Что касается детей, то они, разумеется, мать любили. Считалось, что даже Денни по-своему ее любит. Но они ее ужасно стеснялись. Когда к ним приходили друзья, она спокойно могла ворваться в комнату и начать декламировать стихи, которые только что сочинила. Или взять за пуговицу почтальона и долго объяснять, почему она верит в реинкарнацию. («Моцарт», такой аргумент она приводила. Слушая детские сочинения Моцарта, разве можно усомниться, что в их основе – опыт нескольких жизней?) А людей с малейшим намеком на иностранный акцент Эбби хватала за руку, проникновенно заглядывала в глаза и спрашивала:
– Скажите мне, где ваша родина?
– Мама! – возмущались потом дети.
А она удивлялась:
– Что? Что я сделала не так?
– Но это же тебя не касается, мам! Он-то, может, надеялся, что ты ничего не заметишь. Думал, ты и не догадаешься, что он иностранец.

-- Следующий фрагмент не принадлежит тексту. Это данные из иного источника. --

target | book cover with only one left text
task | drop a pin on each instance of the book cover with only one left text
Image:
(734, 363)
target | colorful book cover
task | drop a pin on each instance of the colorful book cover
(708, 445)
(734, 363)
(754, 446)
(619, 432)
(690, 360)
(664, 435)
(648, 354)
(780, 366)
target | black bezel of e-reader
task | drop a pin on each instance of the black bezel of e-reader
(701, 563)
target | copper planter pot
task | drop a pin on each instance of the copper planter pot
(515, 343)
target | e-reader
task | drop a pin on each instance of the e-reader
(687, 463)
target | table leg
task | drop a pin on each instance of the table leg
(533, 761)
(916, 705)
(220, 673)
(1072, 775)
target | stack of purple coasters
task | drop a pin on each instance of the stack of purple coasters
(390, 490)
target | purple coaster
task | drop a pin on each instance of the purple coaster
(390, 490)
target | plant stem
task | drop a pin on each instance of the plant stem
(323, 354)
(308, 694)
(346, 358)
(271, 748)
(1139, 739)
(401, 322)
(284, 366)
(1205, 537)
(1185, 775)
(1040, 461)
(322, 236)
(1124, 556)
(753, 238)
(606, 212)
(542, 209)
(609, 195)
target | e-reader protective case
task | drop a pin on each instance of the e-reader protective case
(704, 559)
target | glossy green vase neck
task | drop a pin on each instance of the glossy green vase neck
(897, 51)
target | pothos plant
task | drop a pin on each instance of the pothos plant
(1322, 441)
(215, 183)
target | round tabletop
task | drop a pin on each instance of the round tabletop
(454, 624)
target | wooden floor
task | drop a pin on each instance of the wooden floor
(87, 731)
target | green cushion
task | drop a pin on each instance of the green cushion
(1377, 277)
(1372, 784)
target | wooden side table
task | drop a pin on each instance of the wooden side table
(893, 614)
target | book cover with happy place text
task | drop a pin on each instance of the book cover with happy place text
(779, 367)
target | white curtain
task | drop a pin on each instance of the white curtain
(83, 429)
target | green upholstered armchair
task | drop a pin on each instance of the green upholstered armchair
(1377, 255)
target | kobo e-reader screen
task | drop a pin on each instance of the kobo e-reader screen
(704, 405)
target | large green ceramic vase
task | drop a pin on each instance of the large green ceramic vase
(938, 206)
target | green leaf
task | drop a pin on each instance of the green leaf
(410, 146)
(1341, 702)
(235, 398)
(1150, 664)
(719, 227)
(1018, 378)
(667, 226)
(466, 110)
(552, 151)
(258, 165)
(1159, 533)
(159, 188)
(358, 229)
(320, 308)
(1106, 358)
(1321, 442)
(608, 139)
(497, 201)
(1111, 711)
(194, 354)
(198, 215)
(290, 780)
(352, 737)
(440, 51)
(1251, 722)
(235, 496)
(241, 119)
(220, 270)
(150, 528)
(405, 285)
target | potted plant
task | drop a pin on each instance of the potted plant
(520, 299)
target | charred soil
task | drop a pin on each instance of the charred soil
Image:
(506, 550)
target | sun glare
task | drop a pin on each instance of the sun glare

– Ерунда! Он должен гордиться этим. Я бы гордилась.
В ответ дети хором стонали.
Она лезла во все их дела без малейшего стеснения в полной уверенности, что так и нужно. Считала себя вправе задавать любые вопросы. И почему-то была убеждена: даже если они не хотят обсуждать что-то личное, то непременно передумают, предложи она им поменяться ролями. (Особый трюк соцработников, надо думать?)
– Давай представим, что все наоборот, – говорила она, склоняясь вперед. – И ты даешь совет мне. Допустим, это мой молодой человек ведет себя собственнически. – Она издавала глупый смешок и театрально вскрикивала: – Ах, я не знаю, что делать! Ах, помогите мне!
– Мама. Ну честное слово…
Они старались по возможности не соприкасаться с ее «сиротами» – ветеранами, которым не удавалось вернуться к нормальной жизни, монахинями, бросившими монастырь, китайскими студентами из «Хопкинса»[14], скучавшими по дому, – и считали День благодарения настоящим адом. Контрабандой таскали в дом белый хлеб и хот-доги, напичканные нитритами. Вздрагивали, узнав, что матери поручена организация школьного пикника. А сильнее всего, яростнее всего они ненавидели то, что она постоянно им сострадает.